Изольда положила на середину стола листок. Когда она убрала руку, Кай протянул свою.
Бумага, влажная, но не сырая — наверное, висела на улице, но под каким-нибудь козырьком, прикрывавшим от дождя — была явно невысокого качества, слегка помятая, со следами от сгибов и дыркой от гвоздя или чего-то подобного в верхней части. Размашистыми печатными буквами на ней было написано:
— Рифмы неплохие, — оценил Кай, — но много однокоренных. И во второй строке сбивается ударение. А главное — стиль! «Ах, народ ты мой, народ!» Я бы никогда не опустился до такого аляповатого лубка.
— Это ты теперь доказывай имперским дознавателям, — усмехнулась Изольда.
— Это нашли здесь?
— Да, было приколото к тумбе с официальными извещениями прямо поверх приказа об эвакуации.
— Не люблю, когда мои стихи гуляют без имени автора, — вздохнул Кай, — но когда мне приписывают чужое, это не лучше. Тем более — такую вот пошлятину.
— Обратная сторона славы. Не сомневаюсь, что где-нибудь это уже распевают. И с каждым новым домом, смываемым сейчас наводнением, желающих петь это будет все больше.
— Утопленники не поют.
— Даже у утопленников есть родные и друзья.
— Так ты все же намеренно играешь на обострение? Позволяешь Светлым причинить максимальный ущерб мирным жителям, хотя могла бы получить власть над ними и так?
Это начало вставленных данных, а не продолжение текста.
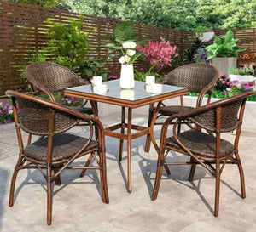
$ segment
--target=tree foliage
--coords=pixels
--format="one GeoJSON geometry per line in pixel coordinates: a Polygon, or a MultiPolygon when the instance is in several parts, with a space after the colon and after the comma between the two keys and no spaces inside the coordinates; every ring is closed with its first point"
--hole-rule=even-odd
{"type": "Polygon", "coordinates": [[[9,0],[194,31],[256,26],[255,0],[9,0]]]}
{"type": "Polygon", "coordinates": [[[90,44],[88,34],[82,31],[83,18],[66,25],[54,23],[48,32],[46,50],[56,57],[55,62],[71,70],[76,70],[84,64],[90,44]]]}
{"type": "Polygon", "coordinates": [[[167,28],[256,26],[252,0],[65,0],[79,13],[167,28]]]}

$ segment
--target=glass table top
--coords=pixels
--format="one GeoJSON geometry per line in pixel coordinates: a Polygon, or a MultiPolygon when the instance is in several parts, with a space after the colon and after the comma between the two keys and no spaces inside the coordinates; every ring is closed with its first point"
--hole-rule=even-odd
{"type": "Polygon", "coordinates": [[[104,82],[103,84],[108,86],[108,92],[102,94],[94,93],[91,85],[73,87],[67,88],[67,90],[134,102],[186,89],[183,87],[162,85],[162,92],[155,94],[147,92],[146,83],[143,82],[136,81],[135,87],[132,89],[122,89],[119,86],[119,80],[104,82]]]}

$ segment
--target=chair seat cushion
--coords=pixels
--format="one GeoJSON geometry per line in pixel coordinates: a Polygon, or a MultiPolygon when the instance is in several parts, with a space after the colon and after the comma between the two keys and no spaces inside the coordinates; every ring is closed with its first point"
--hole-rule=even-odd
{"type": "MultiPolygon", "coordinates": [[[[70,133],[55,134],[53,139],[52,161],[73,156],[87,142],[88,139],[70,133]]],[[[97,142],[91,140],[85,151],[97,146],[97,142]]],[[[44,137],[27,145],[24,150],[24,155],[38,161],[46,161],[47,150],[48,137],[44,137]]]]}
{"type": "MultiPolygon", "coordinates": [[[[191,129],[179,133],[177,138],[194,155],[208,158],[216,156],[216,137],[213,135],[191,129]]],[[[166,144],[183,150],[173,136],[166,139],[166,144]]],[[[220,157],[225,157],[234,151],[231,143],[220,139],[220,157]]]]}
{"type": "MultiPolygon", "coordinates": [[[[182,105],[170,105],[170,106],[161,106],[160,109],[160,114],[164,116],[172,116],[179,113],[187,113],[195,108],[190,106],[182,106],[182,105]]],[[[155,108],[154,108],[155,110],[155,108]]]]}
{"type": "Polygon", "coordinates": [[[72,109],[82,114],[93,115],[92,109],[90,107],[72,107],[72,109]]]}

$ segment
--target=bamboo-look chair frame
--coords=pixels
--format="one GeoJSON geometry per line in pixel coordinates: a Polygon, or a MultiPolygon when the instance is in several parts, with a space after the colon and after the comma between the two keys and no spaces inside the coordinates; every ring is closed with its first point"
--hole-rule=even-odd
{"type": "Polygon", "coordinates": [[[61,99],[61,92],[64,89],[77,85],[88,84],[73,71],[58,64],[49,62],[35,62],[28,65],[26,68],[26,76],[32,84],[33,94],[38,93],[34,89],[34,87],[36,87],[40,92],[47,94],[51,101],[59,104],[61,99]],[[63,71],[66,75],[55,75],[56,73],[52,73],[53,71],[63,71]],[[44,72],[48,72],[47,76],[42,76],[44,72]],[[54,97],[54,92],[58,93],[57,99],[54,97]]]}
{"type": "MultiPolygon", "coordinates": [[[[104,203],[108,203],[108,185],[107,185],[107,173],[106,173],[106,152],[105,152],[105,139],[104,139],[104,131],[103,127],[101,122],[89,115],[81,114],[76,110],[73,110],[70,108],[64,107],[56,103],[44,100],[39,98],[36,98],[32,95],[27,95],[24,93],[20,93],[15,91],[9,90],[6,92],[6,95],[11,97],[13,102],[13,111],[16,127],[16,133],[18,137],[19,142],[19,148],[20,148],[20,155],[17,161],[17,163],[15,167],[15,171],[12,177],[11,181],[11,187],[10,187],[10,194],[9,194],[9,207],[13,207],[14,204],[14,194],[15,194],[15,180],[18,174],[18,172],[21,169],[38,169],[44,178],[47,181],[47,224],[51,224],[51,218],[52,218],[52,182],[56,181],[56,184],[60,183],[60,174],[65,169],[81,169],[84,170],[87,169],[96,169],[100,170],[101,173],[101,185],[102,185],[102,201],[104,203]],[[49,131],[47,133],[37,132],[37,128],[34,128],[33,131],[31,131],[23,125],[22,121],[20,122],[19,119],[19,116],[17,113],[16,108],[16,99],[19,98],[20,99],[25,99],[30,102],[33,102],[38,104],[38,105],[43,105],[44,107],[48,107],[49,110],[49,131]],[[64,125],[61,126],[61,130],[56,130],[55,127],[55,116],[56,112],[61,112],[65,115],[72,116],[73,118],[76,119],[76,122],[73,125],[64,125]],[[52,151],[53,151],[53,139],[55,134],[62,133],[67,130],[70,129],[71,127],[76,126],[80,122],[85,122],[90,127],[90,137],[88,141],[84,145],[76,152],[73,156],[69,158],[63,158],[60,161],[52,161],[52,151]],[[97,130],[97,146],[93,147],[91,149],[86,150],[89,146],[90,142],[92,141],[93,137],[93,128],[97,130]],[[46,161],[38,161],[32,159],[31,157],[27,157],[24,154],[24,144],[21,136],[21,129],[30,134],[36,134],[36,135],[43,135],[48,136],[48,151],[46,156],[46,161]],[[95,153],[99,155],[99,160],[96,157],[95,153]],[[85,155],[92,154],[93,157],[95,157],[98,166],[96,167],[71,167],[70,164],[77,158],[84,156],[85,155]],[[46,173],[43,171],[46,169],[46,173]],[[54,174],[52,174],[52,171],[54,171],[54,174]]],[[[21,110],[21,108],[20,108],[21,110]]],[[[22,110],[21,110],[21,119],[22,119],[22,110]]],[[[56,126],[57,127],[57,126],[56,126]]],[[[30,142],[28,143],[28,145],[30,142]]],[[[81,173],[82,174],[82,173],[81,173]]]]}
{"type": "MultiPolygon", "coordinates": [[[[156,171],[156,178],[155,178],[155,183],[154,187],[153,190],[153,195],[152,195],[152,201],[155,200],[157,198],[161,176],[162,176],[162,171],[164,165],[192,165],[190,169],[190,173],[189,177],[189,180],[191,182],[193,181],[195,171],[196,165],[200,164],[202,167],[204,167],[207,170],[210,172],[210,173],[216,178],[216,190],[215,190],[215,208],[214,208],[214,216],[218,216],[218,208],[219,208],[219,188],[220,188],[220,175],[224,170],[224,167],[225,164],[230,163],[230,164],[236,164],[239,168],[240,173],[240,178],[241,178],[241,198],[246,198],[246,190],[245,190],[245,180],[244,180],[244,173],[243,169],[241,162],[241,159],[238,153],[238,143],[239,143],[239,138],[241,134],[241,124],[242,124],[242,119],[244,115],[244,110],[246,105],[246,100],[247,98],[249,96],[252,96],[255,94],[256,92],[250,91],[240,95],[236,95],[226,99],[223,99],[212,104],[210,104],[208,105],[205,105],[202,107],[200,107],[198,109],[195,109],[195,110],[192,110],[189,113],[185,114],[177,114],[174,115],[172,116],[170,116],[165,122],[161,129],[161,136],[160,136],[160,153],[158,157],[158,162],[157,162],[157,171],[156,171]],[[227,127],[226,129],[223,129],[224,123],[223,123],[223,118],[225,116],[226,118],[229,117],[230,115],[224,116],[222,115],[222,111],[224,109],[226,105],[230,105],[235,102],[241,101],[241,107],[240,107],[240,112],[239,112],[239,117],[237,120],[237,114],[236,114],[236,122],[234,127],[227,127]],[[207,127],[207,123],[204,124],[201,122],[204,122],[203,117],[204,115],[210,111],[213,111],[213,114],[215,113],[215,122],[216,127],[215,128],[210,128],[207,127]],[[200,121],[196,120],[196,117],[201,116],[202,121],[199,122],[200,121]],[[187,122],[192,122],[193,123],[195,123],[199,127],[197,130],[201,130],[201,128],[204,128],[207,131],[211,130],[215,135],[216,135],[216,156],[212,158],[209,157],[204,157],[201,156],[196,156],[193,154],[178,139],[177,133],[177,127],[179,124],[179,122],[182,120],[185,120],[187,122]],[[166,144],[166,135],[168,131],[168,127],[170,126],[171,122],[175,121],[174,126],[172,128],[172,133],[175,140],[177,141],[177,144],[179,145],[180,148],[170,146],[166,144]],[[234,142],[234,152],[231,152],[230,154],[227,154],[224,156],[220,157],[220,134],[221,133],[226,133],[233,131],[234,129],[236,129],[236,139],[234,142]],[[168,155],[168,152],[170,150],[173,150],[178,153],[182,153],[186,156],[190,156],[190,161],[187,162],[166,162],[166,158],[168,155]],[[235,156],[235,157],[233,157],[235,156]],[[216,167],[212,166],[212,164],[215,164],[216,167]],[[220,167],[222,164],[222,167],[220,167]]],[[[206,122],[206,121],[205,121],[206,122]]]]}
{"type": "MultiPolygon", "coordinates": [[[[203,99],[205,94],[208,94],[207,105],[211,102],[212,94],[214,88],[215,83],[219,78],[219,71],[213,66],[205,64],[189,64],[176,68],[175,70],[169,72],[164,79],[161,81],[161,84],[169,84],[174,86],[181,86],[188,88],[189,92],[193,91],[194,93],[199,93],[197,98],[195,108],[198,108],[202,105],[203,99]],[[206,70],[208,70],[209,73],[206,73],[206,70]],[[183,73],[184,72],[184,73],[183,73]],[[194,76],[195,75],[195,76],[194,76]],[[204,81],[203,82],[206,86],[203,86],[201,88],[201,84],[200,84],[201,80],[207,77],[207,82],[204,81]],[[175,78],[173,78],[175,77],[175,78]]],[[[180,96],[181,106],[184,106],[183,96],[180,96]]],[[[162,106],[166,106],[162,103],[162,106]]],[[[152,119],[154,117],[155,111],[154,105],[152,104],[149,106],[149,114],[148,114],[148,127],[151,125],[152,119]]],[[[181,113],[181,112],[180,112],[181,113]]],[[[172,113],[168,116],[171,116],[172,113]]],[[[159,112],[157,119],[161,116],[166,116],[159,112]]],[[[178,132],[181,129],[181,124],[183,122],[180,122],[178,124],[178,132]]],[[[162,125],[162,122],[156,122],[154,125],[162,125]]],[[[191,126],[190,126],[191,127],[191,126]]],[[[151,139],[149,136],[147,136],[145,151],[149,152],[150,150],[151,139]]]]}

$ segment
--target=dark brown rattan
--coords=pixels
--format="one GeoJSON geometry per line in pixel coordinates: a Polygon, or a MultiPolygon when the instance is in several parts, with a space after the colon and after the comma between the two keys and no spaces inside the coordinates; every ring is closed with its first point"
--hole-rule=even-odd
{"type": "MultiPolygon", "coordinates": [[[[50,100],[61,103],[61,92],[67,88],[87,84],[82,78],[71,70],[57,64],[37,62],[27,65],[26,75],[31,84],[46,93],[50,100]],[[55,99],[54,93],[58,93],[55,99]]],[[[33,88],[32,88],[33,89],[33,88]]],[[[92,115],[90,107],[73,107],[80,113],[92,115]]]]}
{"type": "MultiPolygon", "coordinates": [[[[212,65],[204,64],[190,64],[180,66],[170,73],[162,80],[162,83],[174,86],[185,87],[189,92],[200,93],[195,108],[202,105],[203,97],[206,93],[209,94],[207,104],[211,101],[211,97],[214,84],[219,77],[218,71],[212,65]]],[[[160,116],[171,116],[177,113],[185,113],[195,107],[183,105],[183,99],[181,97],[181,105],[163,105],[160,109],[160,116]]],[[[148,127],[151,124],[155,107],[151,105],[149,108],[148,127]]],[[[183,122],[181,122],[183,123],[183,122]]],[[[180,128],[180,126],[179,126],[180,128]]],[[[145,151],[149,152],[150,137],[147,137],[145,151]]]]}
{"type": "MultiPolygon", "coordinates": [[[[86,114],[80,114],[71,108],[52,101],[9,90],[6,95],[12,98],[20,155],[15,166],[9,195],[9,207],[14,204],[15,184],[18,171],[25,168],[38,168],[47,181],[47,224],[51,224],[52,182],[61,184],[60,174],[65,169],[99,169],[102,190],[102,201],[108,203],[107,186],[105,139],[100,121],[86,114]],[[20,118],[16,103],[20,109],[20,118]],[[90,127],[88,139],[67,133],[68,129],[84,122],[90,127]],[[97,133],[96,141],[92,140],[94,128],[97,133]],[[21,130],[30,134],[41,135],[36,142],[24,147],[21,130]],[[66,133],[64,133],[66,132],[66,133]],[[96,157],[97,153],[99,159],[96,157]],[[89,155],[96,158],[98,166],[73,167],[70,164],[77,158],[89,155]],[[43,170],[46,169],[46,173],[43,170]],[[52,173],[54,171],[54,174],[52,173]]],[[[81,173],[81,176],[83,176],[81,173]]]]}
{"type": "Polygon", "coordinates": [[[238,142],[242,118],[247,97],[255,94],[250,91],[208,105],[201,106],[187,113],[170,116],[161,130],[156,179],[152,200],[158,195],[160,179],[165,165],[191,165],[189,181],[193,181],[197,164],[201,165],[216,178],[214,216],[218,216],[220,175],[227,163],[236,164],[240,172],[241,197],[246,198],[243,169],[238,154],[238,142]],[[180,121],[193,122],[198,127],[177,133],[177,126],[180,121]],[[168,127],[174,122],[173,136],[166,138],[168,127]],[[211,134],[201,132],[211,130],[211,134]],[[235,143],[220,139],[224,132],[236,129],[235,143]],[[190,156],[188,162],[166,162],[169,150],[174,150],[190,156]],[[167,153],[166,153],[167,152],[167,153]],[[213,165],[213,166],[212,166],[213,165]],[[222,166],[221,166],[222,165],[222,166]]]}

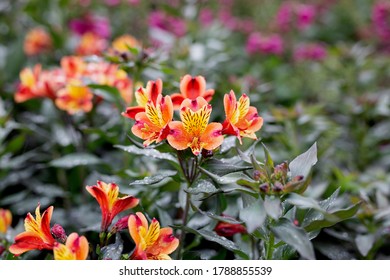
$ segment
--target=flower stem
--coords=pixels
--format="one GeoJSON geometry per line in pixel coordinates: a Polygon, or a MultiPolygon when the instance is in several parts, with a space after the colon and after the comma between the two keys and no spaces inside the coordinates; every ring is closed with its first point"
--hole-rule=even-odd
{"type": "Polygon", "coordinates": [[[269,235],[269,239],[268,239],[268,242],[267,242],[267,253],[266,253],[266,259],[267,260],[272,260],[272,256],[273,256],[273,252],[274,252],[274,242],[275,242],[275,236],[274,234],[271,232],[270,235],[269,235]]]}

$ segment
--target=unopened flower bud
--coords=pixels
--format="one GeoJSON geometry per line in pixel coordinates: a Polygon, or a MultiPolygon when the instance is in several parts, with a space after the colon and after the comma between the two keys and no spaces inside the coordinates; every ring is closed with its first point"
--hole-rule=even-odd
{"type": "Polygon", "coordinates": [[[237,233],[247,232],[246,228],[241,224],[230,224],[226,222],[219,222],[214,230],[219,236],[225,236],[225,237],[230,237],[237,233]]]}
{"type": "Polygon", "coordinates": [[[280,183],[279,181],[276,181],[274,184],[273,184],[273,187],[272,187],[272,190],[276,193],[279,193],[283,190],[283,184],[280,183]]]}
{"type": "Polygon", "coordinates": [[[304,176],[302,175],[297,175],[295,176],[294,178],[291,179],[291,182],[295,183],[295,182],[299,182],[299,181],[302,181],[304,178],[304,176]]]}
{"type": "Polygon", "coordinates": [[[282,178],[287,177],[287,172],[288,172],[288,165],[286,162],[283,162],[275,166],[273,175],[277,180],[280,180],[282,178]]]}
{"type": "Polygon", "coordinates": [[[55,224],[50,231],[51,235],[53,235],[55,239],[57,239],[61,243],[65,243],[67,236],[64,228],[61,225],[55,224]]]}
{"type": "Polygon", "coordinates": [[[263,183],[259,186],[259,189],[262,193],[268,193],[269,192],[269,184],[263,183]]]}
{"type": "Polygon", "coordinates": [[[253,171],[253,179],[255,179],[256,181],[260,181],[260,178],[261,178],[261,172],[260,170],[255,170],[253,171]]]}

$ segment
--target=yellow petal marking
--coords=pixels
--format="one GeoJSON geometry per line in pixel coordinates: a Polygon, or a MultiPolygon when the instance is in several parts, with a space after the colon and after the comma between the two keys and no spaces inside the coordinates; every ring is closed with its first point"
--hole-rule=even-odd
{"type": "Polygon", "coordinates": [[[194,112],[190,108],[184,108],[181,114],[181,119],[184,129],[190,135],[200,136],[206,129],[210,119],[211,106],[204,105],[201,109],[194,112]]]}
— Чтобы подчинить себе все земли оббернского бассейна, мне пришлось бы совершить путешествие длиной почти в две тысячи миль. Светлые делают это за меня. Разве плохо? И потом, ты-то чем недоволен? Разве ты не хотел бы, чтобы влюбленных вообще и в меня в частности было как можно меньше? Чтобы моими подданными двигали какие угодно мотивы, только не любовь?